The inability to reach an agreement between the U.S. and Iran after marathon negotiations has heightened nervousness in global oil and gas markets, while a large number of tankers remain stuck in the Gulf. U.S. Vice President JD Vance accused Tehran of being unwilling to abandon its nuclear program, while Iranian sources stated that Washington's demands were "excessive."
Governments worldwide are increasingly concerned about the long-term effects of rising inflation following spikes in oil and gas prices. Central banks are hinting that previously announced interest rate cuts may need to be reconsidered. In Ireland, social unrest has erupted as protesters took to the streets of Dublin over the past week and weekend due to the rising cost of living.
Mohamed El-Erian, advisor to German insurer Allianz and former president of Queens' College at the University of Cambridge, assessed that uncertainty will continue to dominate evaluations of the financial impact of the war. He noted that both sides acknowledged it is "too optimistic" to expect a quick agreement given the complexity of the issues, adding that neither has clearly outlined the next steps, even as global attention focuses on continued Israeli attacks on Lebanon over the weekend.
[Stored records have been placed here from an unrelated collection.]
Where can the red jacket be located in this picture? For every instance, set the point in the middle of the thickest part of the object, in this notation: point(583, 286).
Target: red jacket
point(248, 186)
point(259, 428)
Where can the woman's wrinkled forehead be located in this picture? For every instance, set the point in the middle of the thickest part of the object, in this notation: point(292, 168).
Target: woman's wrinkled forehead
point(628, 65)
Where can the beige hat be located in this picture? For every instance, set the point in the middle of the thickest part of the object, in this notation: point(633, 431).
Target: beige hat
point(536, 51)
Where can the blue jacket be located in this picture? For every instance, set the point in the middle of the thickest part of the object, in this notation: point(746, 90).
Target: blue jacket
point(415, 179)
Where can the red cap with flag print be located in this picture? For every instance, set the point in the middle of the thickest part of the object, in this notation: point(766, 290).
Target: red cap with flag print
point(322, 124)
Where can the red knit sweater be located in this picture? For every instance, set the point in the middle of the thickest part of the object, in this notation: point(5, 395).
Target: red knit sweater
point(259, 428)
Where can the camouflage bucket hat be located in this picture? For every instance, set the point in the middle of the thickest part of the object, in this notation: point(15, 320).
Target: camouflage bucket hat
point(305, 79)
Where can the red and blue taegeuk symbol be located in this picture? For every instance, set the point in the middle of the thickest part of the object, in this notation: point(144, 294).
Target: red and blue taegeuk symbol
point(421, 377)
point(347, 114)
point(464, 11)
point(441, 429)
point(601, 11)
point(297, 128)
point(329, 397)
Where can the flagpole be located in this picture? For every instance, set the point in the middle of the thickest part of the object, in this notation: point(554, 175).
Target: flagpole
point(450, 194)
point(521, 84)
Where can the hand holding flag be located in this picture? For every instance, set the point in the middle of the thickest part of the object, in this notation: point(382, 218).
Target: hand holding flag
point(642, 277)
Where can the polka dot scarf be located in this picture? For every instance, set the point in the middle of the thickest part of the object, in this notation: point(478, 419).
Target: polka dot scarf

El-Erian emphasized that without a swift resumption of negotiations, the initial reaction of financial markets at the start of the trading week will be further increases in oil prices and borrowing costs. According to him, the extent of sell-offs in stock markets, where investors have been more optimistic than in other asset classes, will depend on whether they recognize the real possibility of further diplomacy. For the United Kingdom, he said, this means another blow to the cost of living and less room for fiscal and monetary policy maneuvers.
Oil prices fluctuated sharply, falling below $100 per barrel on Wednesday after a ceasefire was reached. They ended the week lower, with Brent crude at $94.26 per barrel, down from a peak of $119.45 during the war and around $72 before the conflict erupted. The U.S. benchmark West Texas Intermediate closed the week at $95.63 per barrel.
To prevent another surge in oil prices, Saudi Arabia announced it has restored its east-west oil pipeline and other infrastructure following Iranian attacks across the Gulf. According to a statement from the Energy Ministry, carried by the official Saudi Press Agency, the attacks resulted in "a loss of approximately 700,000 barrels per day of pumping capacity through the east-west pipeline," and work is ongoing to fully restore capacity at the Khurais oil field.
The impact of the war on the global economy will dominate the spring meetings of the International Monetary Fund and the World Bank in Washington, which begin on Monday. IMF Managing Director Kristalina Georgieva announced that three scenarios will be presented this week, all forecasting lower economic growth and higher inflation, with a special focus on the most vulnerable economies.